The simulations revealed that glycans form a "cage" that traps the "head" of the S2 subunit, causing it to pause in an intermediate form between when it detaches from the S1 subunit and when the viral and cell membranes are fused. When the glycans were not there, the S2 subunit spent much less time in this conformation.
The simulations also suggest that holding the S2 head in a particular position helps the S2 subunit recruit human host cells and fuse with their membranes, by allowing the extension of short proteins called fusion peptides from the virus. Indeed, glycosylation of S2 significantly increased the likelihood that a fusion peptide would extend to the host cell membrane, whereas when glycans were absent, there was only a marginal possibility that this would occur.
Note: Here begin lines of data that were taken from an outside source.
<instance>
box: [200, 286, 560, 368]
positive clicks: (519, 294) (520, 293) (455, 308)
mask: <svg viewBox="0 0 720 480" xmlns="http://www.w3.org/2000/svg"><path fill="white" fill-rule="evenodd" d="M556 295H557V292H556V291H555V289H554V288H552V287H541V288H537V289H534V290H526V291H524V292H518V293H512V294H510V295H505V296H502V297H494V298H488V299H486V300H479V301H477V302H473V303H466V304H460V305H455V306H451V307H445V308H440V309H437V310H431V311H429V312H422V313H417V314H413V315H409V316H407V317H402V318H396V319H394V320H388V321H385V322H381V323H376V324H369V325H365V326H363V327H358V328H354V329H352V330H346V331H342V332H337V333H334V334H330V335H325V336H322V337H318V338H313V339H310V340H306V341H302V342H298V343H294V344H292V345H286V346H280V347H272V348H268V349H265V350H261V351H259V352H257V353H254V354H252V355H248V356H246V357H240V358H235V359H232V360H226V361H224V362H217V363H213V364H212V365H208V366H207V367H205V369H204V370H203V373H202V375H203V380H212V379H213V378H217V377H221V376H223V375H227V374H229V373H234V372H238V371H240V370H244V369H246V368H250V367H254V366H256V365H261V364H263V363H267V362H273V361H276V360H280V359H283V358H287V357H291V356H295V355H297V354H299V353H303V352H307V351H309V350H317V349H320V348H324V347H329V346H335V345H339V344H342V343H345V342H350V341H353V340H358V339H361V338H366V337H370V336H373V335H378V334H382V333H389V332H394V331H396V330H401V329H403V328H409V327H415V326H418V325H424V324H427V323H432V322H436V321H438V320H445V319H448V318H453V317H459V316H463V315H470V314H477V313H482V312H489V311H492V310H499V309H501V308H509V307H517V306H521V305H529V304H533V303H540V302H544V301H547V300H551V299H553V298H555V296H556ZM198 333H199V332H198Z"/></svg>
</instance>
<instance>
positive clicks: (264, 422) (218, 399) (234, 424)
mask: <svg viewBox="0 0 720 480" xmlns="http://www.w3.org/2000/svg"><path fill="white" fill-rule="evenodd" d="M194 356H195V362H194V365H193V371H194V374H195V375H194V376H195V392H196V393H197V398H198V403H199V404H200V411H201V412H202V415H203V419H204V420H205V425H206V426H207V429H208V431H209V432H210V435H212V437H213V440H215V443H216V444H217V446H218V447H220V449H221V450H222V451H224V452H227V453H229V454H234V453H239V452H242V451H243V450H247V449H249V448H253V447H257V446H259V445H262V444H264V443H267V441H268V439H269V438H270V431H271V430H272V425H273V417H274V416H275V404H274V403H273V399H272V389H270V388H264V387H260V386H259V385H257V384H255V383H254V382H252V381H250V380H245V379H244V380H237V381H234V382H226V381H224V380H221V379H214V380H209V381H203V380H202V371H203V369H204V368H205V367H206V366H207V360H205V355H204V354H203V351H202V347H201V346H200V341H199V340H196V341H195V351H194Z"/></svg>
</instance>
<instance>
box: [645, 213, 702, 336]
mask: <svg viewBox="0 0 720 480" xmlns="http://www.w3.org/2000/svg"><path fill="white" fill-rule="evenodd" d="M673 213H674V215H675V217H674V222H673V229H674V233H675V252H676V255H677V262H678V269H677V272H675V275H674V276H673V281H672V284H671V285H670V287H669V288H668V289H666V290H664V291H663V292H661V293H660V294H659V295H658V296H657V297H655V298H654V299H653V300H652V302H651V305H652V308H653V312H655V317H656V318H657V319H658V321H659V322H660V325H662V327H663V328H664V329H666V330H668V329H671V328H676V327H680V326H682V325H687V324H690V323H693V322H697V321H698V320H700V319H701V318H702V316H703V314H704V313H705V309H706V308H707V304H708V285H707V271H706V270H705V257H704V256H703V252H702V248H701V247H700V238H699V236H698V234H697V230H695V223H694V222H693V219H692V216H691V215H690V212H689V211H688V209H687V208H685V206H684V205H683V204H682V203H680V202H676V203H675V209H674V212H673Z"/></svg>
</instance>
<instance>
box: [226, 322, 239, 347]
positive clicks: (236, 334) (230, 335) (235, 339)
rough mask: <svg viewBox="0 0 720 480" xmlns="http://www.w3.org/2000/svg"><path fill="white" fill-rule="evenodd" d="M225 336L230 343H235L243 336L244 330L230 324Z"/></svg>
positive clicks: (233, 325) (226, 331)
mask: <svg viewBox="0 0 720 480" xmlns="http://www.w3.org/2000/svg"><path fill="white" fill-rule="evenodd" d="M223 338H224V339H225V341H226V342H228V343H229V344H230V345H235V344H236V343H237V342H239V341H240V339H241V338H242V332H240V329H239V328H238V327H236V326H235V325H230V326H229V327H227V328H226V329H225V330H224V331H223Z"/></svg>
"Our simulations indicate that glycans can induce a pause during the spike protein transition. This provides a critical opportunity for the fusion peptides to capture the host cell," concludes co-author Paul C. Whitford, Associate Professor at the Center for Theoretical Biological Physics and Department of Physics, Northeastern University, Boston, US. "In the absence of glycans, the viral particle would likely fail to enter the host. Our study reveals how sugars can control infectivity, and it provides a foundation for experimentally investigating factors that influence the dynamics of this pervasive and deadly pathogen."